P/1 – E quando o senhor chegou nessas cidades, quais suas primeiras impressões?
R – Ah, eram indígenas mesmo, né, bem? Eram silvícolas, não tinha muito o que... Aquilo que você vê nos dias atuais ainda, quando tem um bom programa. Era bem simplório. Eles moravam naquelas tabas, muito de qualquer jeito. Não tinha um capricho, não. Acho que nem para banho eles tinham muito capricho.
P/1 – E onde vocês dormiam?
R – Em geral, nós dormíamos no trem. No trem mesmo. Em geral, no trem. Raramente dormia... Tinha uma ou outra cidadezinha que tinha prefeito, mas raramente. A maioria dormia no trem. Esse trem que ele nos cedeu. Ainda, de nós, ainda tem alguns vivos que frequentaram esse passeio aí.
P/1 – E teve algum atendimento nessa viagem que o senhor fez que tenha sido marcante? Alguma história curiosa que aconteceu?
R – Além desse parasita intestinal lá, foi o mais marcante. O resto foi só o dia a dia. Não tinha nada. Media a pressão, naquela época, nós colhíamos o sangue deles para ver o que eles tinham, nada sério.
P/2 – E vocês ficaram um mês em uma vila só, uma aldeia só?
R – Não. Andamos em cidadinhas. Foi Aquidauana, Cuiabá, nós fomos na capital, mas na capital nós ficamos pouco. E mais algumas cidadezinhas lá, que agora eu não me lembro. Paramos em quatro lugares. O trem ficava na estação lá, em um desvio, utilizava isso, porque realmente a minha turma foi uma turma muito avançada nesse sentido.
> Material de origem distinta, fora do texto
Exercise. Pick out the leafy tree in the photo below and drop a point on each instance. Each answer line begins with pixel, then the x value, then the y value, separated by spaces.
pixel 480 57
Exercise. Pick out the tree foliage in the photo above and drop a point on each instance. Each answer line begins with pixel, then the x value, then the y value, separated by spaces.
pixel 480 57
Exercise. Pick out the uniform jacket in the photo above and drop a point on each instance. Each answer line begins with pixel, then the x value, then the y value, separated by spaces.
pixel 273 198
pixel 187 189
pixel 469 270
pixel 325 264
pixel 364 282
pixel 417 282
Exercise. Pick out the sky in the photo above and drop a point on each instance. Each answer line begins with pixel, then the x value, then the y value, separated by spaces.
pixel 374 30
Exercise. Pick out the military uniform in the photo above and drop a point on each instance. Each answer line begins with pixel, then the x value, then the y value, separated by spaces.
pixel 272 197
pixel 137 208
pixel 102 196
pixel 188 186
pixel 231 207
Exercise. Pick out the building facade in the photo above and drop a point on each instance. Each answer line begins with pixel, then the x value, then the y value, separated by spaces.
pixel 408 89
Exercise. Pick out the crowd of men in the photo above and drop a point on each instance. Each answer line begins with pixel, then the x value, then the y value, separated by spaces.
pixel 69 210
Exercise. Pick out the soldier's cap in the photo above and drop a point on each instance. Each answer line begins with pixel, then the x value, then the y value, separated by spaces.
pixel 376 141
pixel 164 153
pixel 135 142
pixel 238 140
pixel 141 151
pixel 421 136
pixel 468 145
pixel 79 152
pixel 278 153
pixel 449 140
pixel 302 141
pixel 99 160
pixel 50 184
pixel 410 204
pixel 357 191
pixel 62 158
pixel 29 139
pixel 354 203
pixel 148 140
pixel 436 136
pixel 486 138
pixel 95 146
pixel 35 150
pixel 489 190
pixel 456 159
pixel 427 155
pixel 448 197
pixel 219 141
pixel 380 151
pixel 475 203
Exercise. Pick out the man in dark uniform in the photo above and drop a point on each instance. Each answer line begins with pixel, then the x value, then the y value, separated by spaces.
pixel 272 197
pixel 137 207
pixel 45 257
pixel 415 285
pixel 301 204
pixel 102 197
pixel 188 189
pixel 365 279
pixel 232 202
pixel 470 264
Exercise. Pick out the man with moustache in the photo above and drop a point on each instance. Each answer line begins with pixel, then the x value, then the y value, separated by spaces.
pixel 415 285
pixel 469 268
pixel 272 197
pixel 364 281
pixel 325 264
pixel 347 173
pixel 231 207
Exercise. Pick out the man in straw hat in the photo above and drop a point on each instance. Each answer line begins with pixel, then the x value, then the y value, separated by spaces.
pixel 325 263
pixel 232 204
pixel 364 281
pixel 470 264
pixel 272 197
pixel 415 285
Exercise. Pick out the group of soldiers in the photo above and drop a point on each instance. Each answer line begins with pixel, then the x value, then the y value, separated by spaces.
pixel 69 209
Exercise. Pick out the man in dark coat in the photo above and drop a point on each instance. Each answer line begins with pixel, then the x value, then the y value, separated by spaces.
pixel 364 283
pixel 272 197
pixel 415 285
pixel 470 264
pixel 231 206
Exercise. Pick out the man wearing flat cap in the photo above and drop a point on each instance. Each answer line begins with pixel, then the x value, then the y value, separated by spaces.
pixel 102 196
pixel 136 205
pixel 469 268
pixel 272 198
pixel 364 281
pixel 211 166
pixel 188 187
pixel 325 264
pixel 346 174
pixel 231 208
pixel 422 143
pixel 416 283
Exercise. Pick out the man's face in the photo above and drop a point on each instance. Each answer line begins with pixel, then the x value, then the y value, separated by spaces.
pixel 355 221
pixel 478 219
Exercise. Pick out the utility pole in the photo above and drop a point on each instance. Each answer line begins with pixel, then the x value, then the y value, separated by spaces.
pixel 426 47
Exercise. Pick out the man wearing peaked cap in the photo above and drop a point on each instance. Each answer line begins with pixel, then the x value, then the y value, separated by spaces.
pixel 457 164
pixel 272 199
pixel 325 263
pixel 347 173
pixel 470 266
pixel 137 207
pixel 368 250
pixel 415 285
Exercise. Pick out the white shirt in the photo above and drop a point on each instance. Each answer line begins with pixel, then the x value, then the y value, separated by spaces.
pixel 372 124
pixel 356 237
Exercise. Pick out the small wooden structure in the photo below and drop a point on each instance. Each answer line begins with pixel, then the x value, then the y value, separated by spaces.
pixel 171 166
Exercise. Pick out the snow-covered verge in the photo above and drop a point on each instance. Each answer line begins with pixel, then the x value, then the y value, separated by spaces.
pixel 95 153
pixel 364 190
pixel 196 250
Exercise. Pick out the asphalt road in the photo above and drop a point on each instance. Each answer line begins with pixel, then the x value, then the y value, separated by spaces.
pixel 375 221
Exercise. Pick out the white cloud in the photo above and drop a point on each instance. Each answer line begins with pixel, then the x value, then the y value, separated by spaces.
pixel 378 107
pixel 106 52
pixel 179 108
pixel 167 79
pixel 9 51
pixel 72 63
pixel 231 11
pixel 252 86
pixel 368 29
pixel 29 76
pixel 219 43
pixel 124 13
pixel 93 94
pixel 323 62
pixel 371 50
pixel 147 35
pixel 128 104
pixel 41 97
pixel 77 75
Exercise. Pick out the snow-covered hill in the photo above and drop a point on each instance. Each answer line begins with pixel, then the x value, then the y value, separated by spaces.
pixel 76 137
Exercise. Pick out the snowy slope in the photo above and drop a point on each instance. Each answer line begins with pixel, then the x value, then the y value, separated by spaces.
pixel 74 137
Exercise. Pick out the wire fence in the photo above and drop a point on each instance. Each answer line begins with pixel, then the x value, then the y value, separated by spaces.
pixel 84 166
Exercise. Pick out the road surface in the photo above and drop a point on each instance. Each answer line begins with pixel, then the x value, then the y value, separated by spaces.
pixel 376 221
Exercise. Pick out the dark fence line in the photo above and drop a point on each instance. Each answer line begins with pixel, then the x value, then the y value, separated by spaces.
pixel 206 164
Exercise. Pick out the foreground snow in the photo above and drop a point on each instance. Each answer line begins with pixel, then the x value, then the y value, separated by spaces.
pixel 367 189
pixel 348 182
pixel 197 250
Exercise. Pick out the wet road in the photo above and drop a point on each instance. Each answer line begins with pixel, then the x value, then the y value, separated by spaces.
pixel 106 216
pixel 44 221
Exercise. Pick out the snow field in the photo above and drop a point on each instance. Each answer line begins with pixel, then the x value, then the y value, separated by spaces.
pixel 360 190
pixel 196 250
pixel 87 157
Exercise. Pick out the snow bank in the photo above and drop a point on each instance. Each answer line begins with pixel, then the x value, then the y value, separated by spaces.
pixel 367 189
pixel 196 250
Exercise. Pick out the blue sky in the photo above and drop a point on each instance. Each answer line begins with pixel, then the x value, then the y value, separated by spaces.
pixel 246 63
Tanto é que a minha turma é que teve os primeiros residentes de Pediatria. Mas, em si, era médico em geral. Seis foram para lá. Até quando eu fiz a residência de Pediatria, era curioso. Eu fiz dois anos de residência, eu terminei a residência em 1963, eu recebi um convite... Não, antes disso, eu já estava no Samdu, Serviço de Assistência Médica de Urgência – não é Samu [Serviço de Atendimento Móvel de Urgência], é Samdu que dizia –, em que você podia trabalhar e recebia. Então, a partir do... Você podia fazer isso a partir do quinto ano, do quinto ano da faculdade. E você recebia uma parte. Então, isso já ajudava muito, porque você trabalhava, dava plantão. Era Jundiaí, Santos, Santo André, mais uma cidade, não era Campinas, era Jundiaí só. Enfim, você podia fazer isso. Aí, quando eu terminei a residência, eu recebi o seguinte telefonema do professor, esse eu vou citar o nome, porque foi famoso, professor Binda Guido Filho. Ele era um professor relacionado ao tórax, era um atleta, era forte, bonito, morava em São Paulo, ele me deu um telefonema: “Você não quer vir trabalhar aqui como pediatra?”. “Ah, professor, não sei nada de Pediatria.” Ele falou um palavrão e falou: “Ninguém sabe nada”. Falou um palavrão. “Ninguém sabe nada. Pode vir!” Ele que começou a Oncologia. A Oncologia começou aí. Depois da residência de Pediatria, não existia Oncologia, câncer de criança. E realmente aí eu fiquei dez anos sozinho, toquei muito a vida. Aí, começou a vir mais gente de fora etc. Não consegui ir para fora estudar a Oncologia Pediátrica, foi aqui mesmo. E fomos apanhando e ganhando lentamente o índice de mortalidade. Quando a gente sabia fazer o diagnóstico, era grande. Acho que 80% morria porque não tinha recurso também.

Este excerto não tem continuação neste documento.